Hooplah.Org A Story of Graceful Stumbles

25Mar/00Off

No Title Given

Happy 18th birthday Alan, wherever you are, whatever you're doing.

I sent Alan a farewell letter early this morning. I got a friend from the online world to re write my version of the letter, as everything I wrote just sounded to accusing and stupid and sorry. I called his house when I got home from work, and he's off on a cruise that was arranged for by his school. So maybe he's off having the time of his life right now. Maybe he's having it with someone else, too. Nothing I can really say or do about that. I can't even try anymore. It's going to be so hard.

Work was horrible. I thought I had won the affections of some people... But yet I still sometimes hear them laughing, and sometimes looking at me. And they never laugh when I do, or smile when I do. They speak in monotone. And the only person who talks to me is Cathy, and she is a hard person to follow. Makes everything dramatic.

I don't seem to be as peppy with the customers as when I first started working. I just can't keep it up for 8 hours straight. I remember how they used to say it was nice to have a happy person working there. Now I know why the older employees never do it anymore, either. Food Lion just kind of does that to a person.

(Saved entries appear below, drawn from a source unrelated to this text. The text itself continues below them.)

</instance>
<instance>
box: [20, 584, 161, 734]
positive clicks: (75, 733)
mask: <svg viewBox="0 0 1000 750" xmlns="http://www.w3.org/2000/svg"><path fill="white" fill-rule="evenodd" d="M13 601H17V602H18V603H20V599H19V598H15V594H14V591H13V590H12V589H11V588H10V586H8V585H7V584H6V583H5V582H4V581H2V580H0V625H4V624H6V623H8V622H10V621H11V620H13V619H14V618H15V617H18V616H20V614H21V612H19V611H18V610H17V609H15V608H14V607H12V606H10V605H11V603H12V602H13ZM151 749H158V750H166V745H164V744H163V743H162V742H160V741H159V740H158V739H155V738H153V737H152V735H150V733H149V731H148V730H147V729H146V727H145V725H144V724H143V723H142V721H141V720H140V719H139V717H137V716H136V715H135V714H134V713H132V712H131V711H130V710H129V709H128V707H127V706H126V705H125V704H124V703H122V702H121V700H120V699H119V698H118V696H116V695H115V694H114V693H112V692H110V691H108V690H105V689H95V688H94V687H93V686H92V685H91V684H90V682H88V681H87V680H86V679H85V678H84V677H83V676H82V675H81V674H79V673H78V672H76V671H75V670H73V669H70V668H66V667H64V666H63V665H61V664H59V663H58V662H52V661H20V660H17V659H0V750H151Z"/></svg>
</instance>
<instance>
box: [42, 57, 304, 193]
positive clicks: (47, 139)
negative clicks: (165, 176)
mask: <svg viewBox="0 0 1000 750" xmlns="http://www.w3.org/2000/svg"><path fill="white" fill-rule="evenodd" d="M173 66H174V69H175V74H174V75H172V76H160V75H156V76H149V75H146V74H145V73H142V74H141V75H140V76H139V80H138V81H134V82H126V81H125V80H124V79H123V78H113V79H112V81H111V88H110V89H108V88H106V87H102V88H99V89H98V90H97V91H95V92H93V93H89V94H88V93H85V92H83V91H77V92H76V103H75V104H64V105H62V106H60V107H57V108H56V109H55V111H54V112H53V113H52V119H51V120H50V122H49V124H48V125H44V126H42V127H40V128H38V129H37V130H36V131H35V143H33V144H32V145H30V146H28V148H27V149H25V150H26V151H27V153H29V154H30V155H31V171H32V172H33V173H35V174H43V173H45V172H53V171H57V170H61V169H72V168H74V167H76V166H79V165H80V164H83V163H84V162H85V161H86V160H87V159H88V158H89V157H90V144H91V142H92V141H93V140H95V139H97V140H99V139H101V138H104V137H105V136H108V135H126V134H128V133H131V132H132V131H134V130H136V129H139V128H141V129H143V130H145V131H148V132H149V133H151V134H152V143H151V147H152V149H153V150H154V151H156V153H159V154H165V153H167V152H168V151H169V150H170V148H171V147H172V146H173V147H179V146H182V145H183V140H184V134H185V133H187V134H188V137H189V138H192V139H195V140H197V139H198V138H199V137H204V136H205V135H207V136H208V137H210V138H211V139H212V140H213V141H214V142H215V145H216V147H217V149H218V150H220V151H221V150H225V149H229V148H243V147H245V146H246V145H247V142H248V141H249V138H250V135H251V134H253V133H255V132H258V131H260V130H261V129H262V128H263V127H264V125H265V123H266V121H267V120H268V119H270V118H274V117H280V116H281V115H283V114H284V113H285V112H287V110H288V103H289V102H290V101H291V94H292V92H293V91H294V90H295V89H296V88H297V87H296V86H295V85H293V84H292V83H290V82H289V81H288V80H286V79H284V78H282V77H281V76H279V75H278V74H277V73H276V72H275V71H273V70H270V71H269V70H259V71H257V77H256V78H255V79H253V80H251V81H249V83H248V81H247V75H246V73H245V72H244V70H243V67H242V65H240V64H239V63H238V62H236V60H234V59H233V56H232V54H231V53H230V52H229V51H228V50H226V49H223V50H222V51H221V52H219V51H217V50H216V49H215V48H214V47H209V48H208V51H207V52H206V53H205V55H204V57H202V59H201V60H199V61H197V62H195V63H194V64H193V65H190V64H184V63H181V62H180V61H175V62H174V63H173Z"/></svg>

I was supposed to go out bowling with the teenagers from the "front end" department of Food Lion. It was supposed to be so everyone could get to know each other better. A bonding experience. But as I was talking my friend Kelly today, and all these different people have plans to bring their own friends along. It just kind of defeats the purpose, and makes me lose interest, since there will obviously be cliques forming quickly. And it doesn't start until 10-11 PM, anyway... I haven't been able to stay awake past 9-10 PM all this week. I've been crying off and on for a couple of hours, and it has my eye lids heavy. I doubt I will make it. I told them that if I didn't show up in time not to wait for me. I just hope they don't call me at 10:30 at night to check to see if I am coming.

I spent a couple of hours making small talk and catching up with one of my old online friends. One of my first online friends that I ended up talking to on a regular basis. I've known him since 1997, and it was good to talk to him and catch up on things. In some ways I've missed him. It's been so long that I can't remember just what exactly I missed. It was more of a sense than an actual feeling. Maybe I'll IM him another day in the future. And then maybe he'll e-mail me a couple of times. We'll slowly get into a routine we used to be in. Back into an active friendship. I really need one right now.

Note: Timestamp of entry is not accurate.